Ela caminhava sedenta, o calor a morder o pescoço nu exibido do cabelo arrepiado em rabo-de-cavalo, ora descendo o passeio ora subindo, evitando os encontrões dos turistas e as saídas do emprego às seis da tarde. Beberricava da garrafa de água, mole da mão quente que apertava mais o desejo de frescura do que a sede matada no vicio de levar à boca os lábios molhados.

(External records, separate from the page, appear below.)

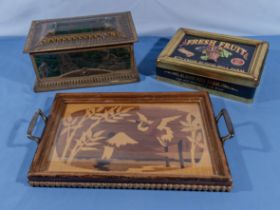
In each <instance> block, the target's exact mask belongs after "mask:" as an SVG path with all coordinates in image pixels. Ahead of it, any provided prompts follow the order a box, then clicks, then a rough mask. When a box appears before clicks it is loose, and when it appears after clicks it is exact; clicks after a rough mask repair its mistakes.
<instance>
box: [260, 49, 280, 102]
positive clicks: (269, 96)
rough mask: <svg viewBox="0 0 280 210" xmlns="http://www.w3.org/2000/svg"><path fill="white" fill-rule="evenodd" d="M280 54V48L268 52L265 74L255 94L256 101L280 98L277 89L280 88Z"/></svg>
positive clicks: (267, 101)
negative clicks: (279, 59)
mask: <svg viewBox="0 0 280 210" xmlns="http://www.w3.org/2000/svg"><path fill="white" fill-rule="evenodd" d="M279 56H280V50H276V49H271V50H270V52H269V53H268V55H267V59H266V62H265V65H264V69H263V75H262V78H261V80H260V84H259V86H258V87H257V91H256V95H255V101H256V102H269V101H275V100H280V94H279V91H277V90H279V89H280V74H279V73H278V71H279V67H278V64H279ZM276 71H277V72H276Z"/></svg>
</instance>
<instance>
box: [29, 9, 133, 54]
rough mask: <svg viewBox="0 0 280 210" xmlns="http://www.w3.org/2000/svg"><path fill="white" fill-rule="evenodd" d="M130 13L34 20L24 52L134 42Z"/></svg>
mask: <svg viewBox="0 0 280 210" xmlns="http://www.w3.org/2000/svg"><path fill="white" fill-rule="evenodd" d="M136 40H137V34H136V31H135V27H134V24H133V21H132V17H131V13H130V12H122V13H114V14H103V15H95V16H86V17H75V18H62V19H50V20H39V21H33V22H32V25H31V28H30V31H29V34H28V38H27V41H26V45H25V48H24V52H27V53H36V52H47V51H61V50H70V49H82V48H92V47H101V46H109V45H119V44H127V43H133V42H135V41H136Z"/></svg>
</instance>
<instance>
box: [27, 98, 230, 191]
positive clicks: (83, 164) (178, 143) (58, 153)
mask: <svg viewBox="0 0 280 210" xmlns="http://www.w3.org/2000/svg"><path fill="white" fill-rule="evenodd" d="M39 116H41V117H42V119H43V120H44V121H45V123H46V126H45V129H44V131H43V133H42V137H36V136H34V135H33V130H34V128H35V127H36V124H37V123H39V122H37V121H38V118H39ZM222 116H223V117H224V120H225V124H226V125H227V128H228V135H226V136H223V137H220V133H219V130H218V128H217V127H218V126H217V122H218V121H219V119H220V118H221V117H222ZM233 134H234V131H233V127H232V123H231V121H230V119H229V116H228V113H227V111H226V110H224V109H223V110H222V111H221V112H220V113H219V114H218V116H217V117H216V118H215V116H214V114H213V110H212V105H211V102H210V99H209V97H208V94H207V93H206V92H196V93H67V94H57V95H56V97H55V100H54V103H53V107H52V110H51V113H50V114H49V116H48V117H47V116H46V115H45V114H44V113H43V112H42V111H41V110H39V111H38V112H36V113H35V115H34V117H33V119H32V120H31V122H30V126H29V128H28V137H29V138H30V139H32V140H34V141H36V142H38V149H37V151H36V153H35V157H34V159H33V162H32V165H31V168H30V171H29V173H28V180H29V183H30V184H31V185H32V186H56V187H64V186H66V187H97V188H99V187H102V188H137V189H138V188H140V189H176V190H207V191H229V190H230V189H231V187H232V179H231V175H230V170H229V167H228V164H227V161H226V157H225V154H224V150H223V142H224V141H225V140H227V139H229V138H231V137H232V136H233Z"/></svg>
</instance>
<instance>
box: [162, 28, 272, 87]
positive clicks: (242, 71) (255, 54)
mask: <svg viewBox="0 0 280 210" xmlns="http://www.w3.org/2000/svg"><path fill="white" fill-rule="evenodd" d="M267 51H268V43H267V42H265V41H260V40H254V39H247V38H241V37H235V36H229V35H222V34H216V33H209V32H203V31H197V30H192V29H186V28H181V29H179V30H178V31H177V32H176V34H175V35H174V37H173V38H172V39H171V40H170V42H169V43H168V44H167V46H166V47H165V48H164V50H163V51H162V52H161V54H160V55H159V57H158V59H157V66H158V67H160V68H165V69H171V70H175V71H179V72H180V71H181V72H187V73H189V74H193V75H197V76H201V77H205V78H211V79H214V80H218V81H224V82H228V83H233V84H238V85H241V86H247V87H256V86H258V84H259V81H260V78H261V73H262V69H263V65H264V61H265V57H266V55H267Z"/></svg>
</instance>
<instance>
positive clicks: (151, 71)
mask: <svg viewBox="0 0 280 210" xmlns="http://www.w3.org/2000/svg"><path fill="white" fill-rule="evenodd" d="M144 38H146V37H143V39H144ZM168 42H169V39H167V38H162V37H159V38H158V40H157V41H156V42H155V44H154V45H153V46H152V48H151V49H150V50H149V51H148V53H147V54H146V56H145V57H144V58H143V59H142V61H141V62H140V63H139V65H138V71H139V73H140V74H142V75H145V76H153V75H155V74H156V61H157V57H158V56H159V54H160V52H161V51H162V50H163V48H164V47H165V46H166V45H167V43H168Z"/></svg>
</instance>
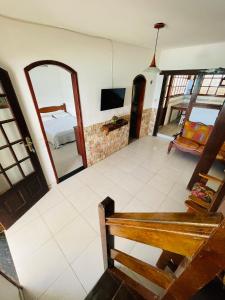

Os olhos despertaram-se à cor variada de frutas expostas para o passeio atravessado, mercearia tradicional, tudo dispostamente arrumado em pirâmide, os preços espetados como bandeira na Lua conquistada, meias-frutas abertas a mostrarem qualidades num regalo de perfumes, uma frescura a vir de dentro do estabelecimento, convite do dono perto da balança, O que vai ser freguesa?
A freguesa quería tudo: Uma talhada de melão amarelo sorridente ou um gomo de polpa de nectarina, talvez uns figos de capa roxa escachada ou não, o que vai mesmo são uns bagos de uva preta e luzidia! E as peras? Granulosas e doces? E as ácidas maçãs riscadinhas a puxarem à saliva? Mas a melancia cristalina e de castelo carnudo só de olhar limpa a sede!
Aparece o dono com um par de cerejas pendurado na orelha, Oh Dona, olhe que destas mais ninguém tem! É mel puro! Pois que seja, venham de lá os carolos vermelhos que um desses refresca qualquer um!
E logo ali atirou-se aos frutos na mão cheia e caroços na bochecha, olhos velados, o calor esvanecido, sentada no banco do dono da mercearia a esquecer o mosquedo e algumas abelhas que tentavam a sorte, pernas de turistas para cá e para lá, trânsito danado de seis da tarde.
O último par gémeo de cerejas fê-lo de imitação e pendurou na orelha, lembrou-se do avô, pagou e partiu.
Na boca rebolou o caroço como fazía em criança até ficar com a boca áspera e ignorou os olhares que lhe deitaram a um estranho par de brincos.